Shearer’s arrival on the scene was emphatic. At just 17 years old, he was thrust into the Southampton first team and smashed in a trio of goals in his first five games in the old First Division (now the Premier League).

The following season he scored exactly zero goals in ten games, and the following two seasons weren’t loads better. He reached double figures in 1991-92, and then, at the dawn of the Premier League, Blackburn Rovers took a punt on this promising Geordie striker.

Shearer was cooking, now. The goals began to flow, and they wouldn’t stop. In his third season at Rovers, he won the Premier League with King Kenny Dalglish at the helm, and after his fourth and final season in Lancashire, Manchester United and Alex Ferguson came a-knocking.

And it wasn’t just Manchester United—Real Madrid wanted Big Al, too. The Red Devils came closest to securing a signature. Ferguson met Shearer and the talks went well, then King Kevin Keegan (kings everywhere you look in this story) got in touch with the boy from Wallsend.

Keegan had been Shearer’s childhood hero—a lifelong Newcastle fan—and Shearer decided to go home to Tyneside rather than join the biggest club in the country or the famous Los Blancos.

Granted, the transfer fee was a record at the time—£15million was an awful lot of money in 1996—but Manchester United and Real Madrid both had healthier bank accounts than the Magpies and could have paid the big number 9 pretty much whatever he wanted.

Shearer instead chose to go back home and stay there for the rest of his career.

Alexis Sanchez

Udinese have a knack for bringing talented youngsters and future superstars to Serie ARoberto Sensini, Rodrigo de Paul, Bruno Fernandes, and Cristian Zapata all came to the big time via Udinese.

In 2008, Chilean fullback Mauricio Isla was plying his trade with Le Zebrette, and another Chilean was about to join him.
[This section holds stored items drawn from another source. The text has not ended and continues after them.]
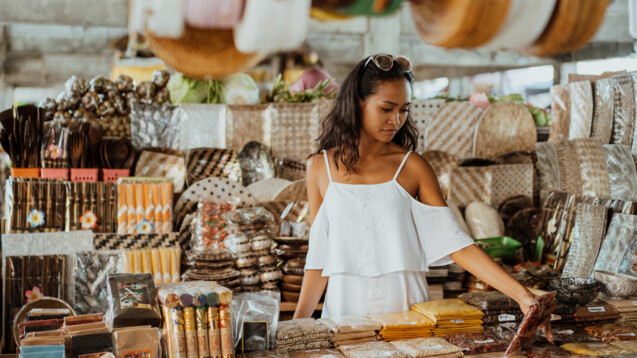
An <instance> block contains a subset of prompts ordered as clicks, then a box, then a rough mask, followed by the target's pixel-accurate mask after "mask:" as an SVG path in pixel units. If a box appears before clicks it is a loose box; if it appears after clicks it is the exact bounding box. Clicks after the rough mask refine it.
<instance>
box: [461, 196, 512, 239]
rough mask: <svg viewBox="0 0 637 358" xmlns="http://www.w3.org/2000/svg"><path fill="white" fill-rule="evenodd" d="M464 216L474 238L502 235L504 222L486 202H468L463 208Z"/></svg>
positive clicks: (494, 210) (481, 237)
mask: <svg viewBox="0 0 637 358" xmlns="http://www.w3.org/2000/svg"><path fill="white" fill-rule="evenodd" d="M465 217H466V220H467V225H468V226H469V229H470V230H471V234H472V236H473V238H474V239H484V238H492V237H500V236H504V222H503V221H502V218H500V214H499V213H498V211H497V210H496V209H494V208H493V207H491V206H490V205H488V204H485V203H482V202H473V203H471V204H469V205H468V206H467V208H466V210H465Z"/></svg>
Alexis Sanchez came to Europe after breaking through at Colo-Colo in his native Chile. It was at Udinese where he really made his name on this side of the Atlantic, though.

The club must mean an awful lot to him, because after a career that sent him to Barcelona, Arsenal, Manchester United, Inter Milan (twice), and Marseille, arguably Chile’s greatest-ever footballer has decided to return to Udine at the age of 35.
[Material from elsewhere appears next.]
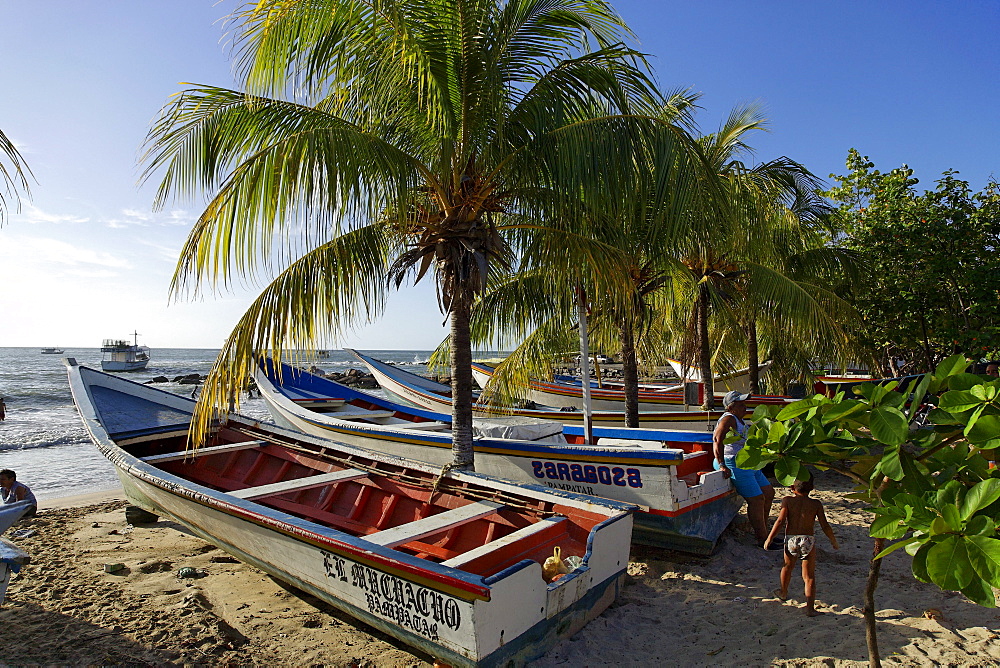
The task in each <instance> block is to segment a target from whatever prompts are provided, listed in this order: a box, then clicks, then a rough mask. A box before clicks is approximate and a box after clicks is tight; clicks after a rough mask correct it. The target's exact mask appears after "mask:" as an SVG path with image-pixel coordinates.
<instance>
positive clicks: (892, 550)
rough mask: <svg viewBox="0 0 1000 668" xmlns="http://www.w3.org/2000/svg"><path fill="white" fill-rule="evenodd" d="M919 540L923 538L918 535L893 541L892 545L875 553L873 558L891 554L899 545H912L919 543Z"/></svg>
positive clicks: (878, 557)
There is absolutely no way on God’s green Earth that Udinese are paying Alexis as much as he’d be making at almost any other relatively large club in Europe, or essentially any club in Saudi Arabia.

Udinese avoided relegation by a mere two points in 2023-24, and will have to improve if they’re going to climb a little further up the table this season.

Alexis could be the player to set an example to the rest of the team whilst scoring the goals that propel them away from the sucking chasm of Serie B.